Tony Southwell (Solidarity 605) argues that industrial growth in the Stalinist economies was a matter of “conscious decision-making of the bureaucracy... choices”, and so not “organic”.
But, as Marx put it, “social existence determines consciousness”. The leading bureaucrats in Stalinist states were not people dropped from the sky who might opt to plan for industrial growth, or just as well as opt to plan to wind back to subsistence agriculture plus growing a few flowers.
Their consciousness was shaped and selected by “social existence” organic to the system.

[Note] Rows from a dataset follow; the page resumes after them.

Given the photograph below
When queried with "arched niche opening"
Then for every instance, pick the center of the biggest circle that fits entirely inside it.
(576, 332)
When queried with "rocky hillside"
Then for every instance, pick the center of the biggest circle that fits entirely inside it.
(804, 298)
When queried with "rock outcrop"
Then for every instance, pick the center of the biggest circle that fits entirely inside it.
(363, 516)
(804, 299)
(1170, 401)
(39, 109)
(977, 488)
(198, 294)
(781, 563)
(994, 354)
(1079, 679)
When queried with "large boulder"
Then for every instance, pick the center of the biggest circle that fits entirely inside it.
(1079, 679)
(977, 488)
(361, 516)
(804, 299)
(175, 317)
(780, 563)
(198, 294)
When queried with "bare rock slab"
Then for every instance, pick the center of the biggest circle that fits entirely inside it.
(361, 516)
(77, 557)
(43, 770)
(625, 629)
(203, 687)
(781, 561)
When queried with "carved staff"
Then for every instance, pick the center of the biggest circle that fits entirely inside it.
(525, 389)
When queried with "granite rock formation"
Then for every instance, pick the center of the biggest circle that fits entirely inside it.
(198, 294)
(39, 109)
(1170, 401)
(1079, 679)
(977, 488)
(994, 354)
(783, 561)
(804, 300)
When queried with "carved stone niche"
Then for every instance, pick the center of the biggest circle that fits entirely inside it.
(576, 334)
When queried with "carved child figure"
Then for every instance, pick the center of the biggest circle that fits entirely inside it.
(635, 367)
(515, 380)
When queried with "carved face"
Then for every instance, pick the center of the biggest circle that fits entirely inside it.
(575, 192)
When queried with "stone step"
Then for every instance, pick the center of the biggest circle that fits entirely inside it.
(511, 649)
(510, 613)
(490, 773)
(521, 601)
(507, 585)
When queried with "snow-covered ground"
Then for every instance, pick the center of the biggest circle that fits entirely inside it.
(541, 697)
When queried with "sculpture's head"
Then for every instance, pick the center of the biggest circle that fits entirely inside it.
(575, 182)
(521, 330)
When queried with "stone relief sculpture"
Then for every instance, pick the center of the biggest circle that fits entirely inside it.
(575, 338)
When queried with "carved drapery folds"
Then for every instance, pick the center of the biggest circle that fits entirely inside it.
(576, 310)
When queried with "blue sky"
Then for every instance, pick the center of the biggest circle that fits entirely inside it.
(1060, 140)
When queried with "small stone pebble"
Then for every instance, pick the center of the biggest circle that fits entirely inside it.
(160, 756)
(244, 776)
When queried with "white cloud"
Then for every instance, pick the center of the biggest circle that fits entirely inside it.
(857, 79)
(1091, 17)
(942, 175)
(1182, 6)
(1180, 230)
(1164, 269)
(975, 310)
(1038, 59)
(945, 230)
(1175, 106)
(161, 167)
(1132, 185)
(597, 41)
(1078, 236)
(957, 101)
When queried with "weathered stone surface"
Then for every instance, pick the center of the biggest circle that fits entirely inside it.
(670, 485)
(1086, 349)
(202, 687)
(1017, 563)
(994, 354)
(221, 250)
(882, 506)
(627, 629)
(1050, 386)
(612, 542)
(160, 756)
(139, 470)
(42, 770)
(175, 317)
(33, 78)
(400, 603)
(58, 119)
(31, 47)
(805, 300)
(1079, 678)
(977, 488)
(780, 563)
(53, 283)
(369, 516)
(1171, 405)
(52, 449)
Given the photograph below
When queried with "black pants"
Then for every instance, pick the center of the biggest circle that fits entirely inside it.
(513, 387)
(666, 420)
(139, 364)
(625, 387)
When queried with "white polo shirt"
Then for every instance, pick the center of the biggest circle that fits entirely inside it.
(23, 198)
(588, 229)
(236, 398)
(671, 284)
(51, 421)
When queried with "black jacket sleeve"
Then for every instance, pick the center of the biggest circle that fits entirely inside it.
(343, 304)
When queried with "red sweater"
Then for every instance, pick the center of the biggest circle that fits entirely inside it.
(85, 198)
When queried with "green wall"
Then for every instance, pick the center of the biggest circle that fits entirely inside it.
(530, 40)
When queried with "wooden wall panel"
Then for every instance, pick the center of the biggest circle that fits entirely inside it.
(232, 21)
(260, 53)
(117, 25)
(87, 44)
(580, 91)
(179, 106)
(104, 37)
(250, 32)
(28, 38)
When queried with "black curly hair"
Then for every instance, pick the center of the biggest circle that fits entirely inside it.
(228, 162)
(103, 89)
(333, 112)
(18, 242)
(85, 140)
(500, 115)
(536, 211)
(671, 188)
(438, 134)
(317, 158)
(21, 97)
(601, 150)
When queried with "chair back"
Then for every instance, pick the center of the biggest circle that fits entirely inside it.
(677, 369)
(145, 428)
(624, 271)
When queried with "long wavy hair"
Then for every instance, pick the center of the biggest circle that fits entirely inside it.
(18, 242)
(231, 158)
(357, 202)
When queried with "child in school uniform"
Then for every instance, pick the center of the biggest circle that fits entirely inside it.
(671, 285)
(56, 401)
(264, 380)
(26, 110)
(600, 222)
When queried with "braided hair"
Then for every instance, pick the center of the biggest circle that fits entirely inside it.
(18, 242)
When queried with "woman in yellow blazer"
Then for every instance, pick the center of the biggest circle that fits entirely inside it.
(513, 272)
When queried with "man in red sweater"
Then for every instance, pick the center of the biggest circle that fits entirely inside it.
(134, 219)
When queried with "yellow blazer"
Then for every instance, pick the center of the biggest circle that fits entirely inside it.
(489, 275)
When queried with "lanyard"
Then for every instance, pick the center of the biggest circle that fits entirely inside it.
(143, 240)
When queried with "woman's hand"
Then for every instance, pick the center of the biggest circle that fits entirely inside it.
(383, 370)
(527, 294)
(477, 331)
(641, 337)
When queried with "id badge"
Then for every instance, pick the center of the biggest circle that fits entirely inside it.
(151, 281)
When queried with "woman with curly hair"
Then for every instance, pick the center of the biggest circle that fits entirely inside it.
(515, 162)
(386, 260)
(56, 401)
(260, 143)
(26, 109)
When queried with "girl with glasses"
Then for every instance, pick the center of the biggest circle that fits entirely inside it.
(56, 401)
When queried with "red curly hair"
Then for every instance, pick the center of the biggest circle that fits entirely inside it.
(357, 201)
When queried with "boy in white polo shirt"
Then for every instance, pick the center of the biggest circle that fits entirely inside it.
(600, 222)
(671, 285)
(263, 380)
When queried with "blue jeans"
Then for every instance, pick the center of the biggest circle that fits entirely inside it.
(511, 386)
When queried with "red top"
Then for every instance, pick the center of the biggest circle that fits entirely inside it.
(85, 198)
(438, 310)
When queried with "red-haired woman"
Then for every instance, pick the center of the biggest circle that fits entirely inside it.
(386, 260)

International pressures drove them to maximise growth. And, as Tony recognises, there were also internal pressures. Certainly once the bureaucracy became self-reproducing, people would rise to the “top” on the basis of commitment and performance in maximising growth.
Timothy Dunmore’s book on the USSR economy 1945-53 is instructive here. He shows that in the Stalinist system a drive for crudely-measured growth sometimes even swamped the planners when they wanted to be subtler.
In that period the top USSR leaders, probably fearful of post-war worker revolt, planned on paper for a shift to lighter consumer-goods industries. The bosses in heavier industry, with their greater already-acquired economic weight, were able to nullify the planned shift and keep the focus on crudely-measured growth in their own domains.